The machine learning features use the concept of a bucket to divide the time series into batches for processing.
The bucket span is part of the configuration information for an anomaly detection job. It defines the time interval that is used to summarize and model the data. This is typically between 5 minutes to 1 hour and it depends on your data characteristics. When you set the bucket span, take into account the granularity at which you want to analyze, the frequency of the input data, the typical duration of the anomalies, and the frequency at which alerting is required.
When you view your machine learning results, each bucket has an anomaly score. This score is a statistically aggregated and normalized view of the combined anomalousness of all the record results in the bucket.
The machine learning analytics enhance the anomaly score for each bucket by considering
contiguous buckets. This extra multi-bucket analysis effectively uses a
sliding window to evaluate the events in each bucket relative to the larger
context of recent events. When you review your machine learning results, there is a
multi_bucket_impact property that indicates how strongly the final anomaly
score is influenced by multi-bucket analysis. In Kibana, anomalies with medium or
high multi-bucket impact are depicted in the Anomaly Explorer and the
Single Metric Viewer with a cross symbol instead of a dot. For example:
In this example, you can see that some of the anomalies fall within the shaded blue area, which represents the bounds for the expected values. The bounds are calculated per bucket, but multi-bucket analysis is not limited by that scope.

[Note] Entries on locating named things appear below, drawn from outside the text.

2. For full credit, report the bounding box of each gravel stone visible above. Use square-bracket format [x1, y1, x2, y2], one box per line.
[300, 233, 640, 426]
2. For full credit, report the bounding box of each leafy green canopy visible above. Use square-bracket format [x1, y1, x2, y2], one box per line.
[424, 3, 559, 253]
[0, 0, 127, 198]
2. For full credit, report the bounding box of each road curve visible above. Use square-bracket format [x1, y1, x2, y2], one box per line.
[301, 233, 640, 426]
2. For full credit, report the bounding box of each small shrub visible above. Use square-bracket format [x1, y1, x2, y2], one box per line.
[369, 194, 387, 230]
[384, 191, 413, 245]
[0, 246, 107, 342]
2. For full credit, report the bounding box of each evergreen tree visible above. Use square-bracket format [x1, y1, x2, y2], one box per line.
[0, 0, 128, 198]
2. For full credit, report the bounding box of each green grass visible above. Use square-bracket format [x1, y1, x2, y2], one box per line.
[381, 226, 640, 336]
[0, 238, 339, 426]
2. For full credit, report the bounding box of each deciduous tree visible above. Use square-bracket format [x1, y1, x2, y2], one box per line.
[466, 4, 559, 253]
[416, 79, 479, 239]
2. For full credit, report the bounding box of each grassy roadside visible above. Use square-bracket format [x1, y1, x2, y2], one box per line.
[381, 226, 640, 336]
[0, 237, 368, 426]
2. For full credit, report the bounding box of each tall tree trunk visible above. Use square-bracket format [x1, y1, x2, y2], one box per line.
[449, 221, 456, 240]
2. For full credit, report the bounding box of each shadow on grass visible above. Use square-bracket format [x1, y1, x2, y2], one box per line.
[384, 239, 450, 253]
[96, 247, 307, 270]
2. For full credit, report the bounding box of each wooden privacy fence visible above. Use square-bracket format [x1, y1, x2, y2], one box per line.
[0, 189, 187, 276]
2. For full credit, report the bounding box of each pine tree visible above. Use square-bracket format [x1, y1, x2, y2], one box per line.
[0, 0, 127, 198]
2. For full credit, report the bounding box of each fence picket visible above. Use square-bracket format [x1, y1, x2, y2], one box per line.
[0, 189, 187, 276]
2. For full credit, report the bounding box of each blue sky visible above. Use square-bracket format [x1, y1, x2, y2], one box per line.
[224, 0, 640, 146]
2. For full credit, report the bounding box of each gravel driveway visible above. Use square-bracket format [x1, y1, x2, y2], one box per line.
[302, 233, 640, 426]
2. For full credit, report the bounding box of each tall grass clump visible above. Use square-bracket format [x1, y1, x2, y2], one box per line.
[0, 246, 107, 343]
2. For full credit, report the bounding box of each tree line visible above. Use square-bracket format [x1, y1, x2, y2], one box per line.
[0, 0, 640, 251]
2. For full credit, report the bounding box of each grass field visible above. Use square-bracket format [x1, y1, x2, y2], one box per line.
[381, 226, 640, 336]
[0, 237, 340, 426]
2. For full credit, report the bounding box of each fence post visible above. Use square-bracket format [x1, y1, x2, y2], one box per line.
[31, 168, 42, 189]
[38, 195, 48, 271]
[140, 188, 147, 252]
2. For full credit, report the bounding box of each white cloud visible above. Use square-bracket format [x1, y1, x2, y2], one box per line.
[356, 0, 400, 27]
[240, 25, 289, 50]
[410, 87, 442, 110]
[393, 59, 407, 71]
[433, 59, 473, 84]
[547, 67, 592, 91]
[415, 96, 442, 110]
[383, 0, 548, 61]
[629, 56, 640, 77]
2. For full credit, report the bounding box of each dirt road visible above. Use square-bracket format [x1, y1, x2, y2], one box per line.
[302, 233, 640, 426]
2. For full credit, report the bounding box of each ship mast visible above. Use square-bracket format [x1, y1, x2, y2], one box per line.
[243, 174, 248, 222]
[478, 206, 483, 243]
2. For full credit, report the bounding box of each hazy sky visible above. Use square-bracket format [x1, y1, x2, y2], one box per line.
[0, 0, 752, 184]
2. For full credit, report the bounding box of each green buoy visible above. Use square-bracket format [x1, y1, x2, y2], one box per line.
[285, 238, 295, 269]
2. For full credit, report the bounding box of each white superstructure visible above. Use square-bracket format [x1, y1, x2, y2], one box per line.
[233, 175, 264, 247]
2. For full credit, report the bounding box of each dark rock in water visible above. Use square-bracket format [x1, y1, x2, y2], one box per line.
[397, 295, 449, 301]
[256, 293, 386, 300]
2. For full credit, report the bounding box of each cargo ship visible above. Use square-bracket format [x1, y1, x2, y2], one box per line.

If you have more than one anomaly detection job, you can also obtain overall bucket results, which combine and correlate anomalies from multiple jobs into an overall score. When you view the results for job groups in Kibana, it provides the overall bucket scores. For more information, see Get overall buckets API.
Bucket results provide the top level, overall view of the anomaly detection job and are ideal for alerts. For example, the bucket results might indicate that at 16:05 the system was unusual. This information is a summary of all the anomalies, pinpointing when they occurred. When you identify an anomalous bucket, you can investigate further by examining the pertinent records.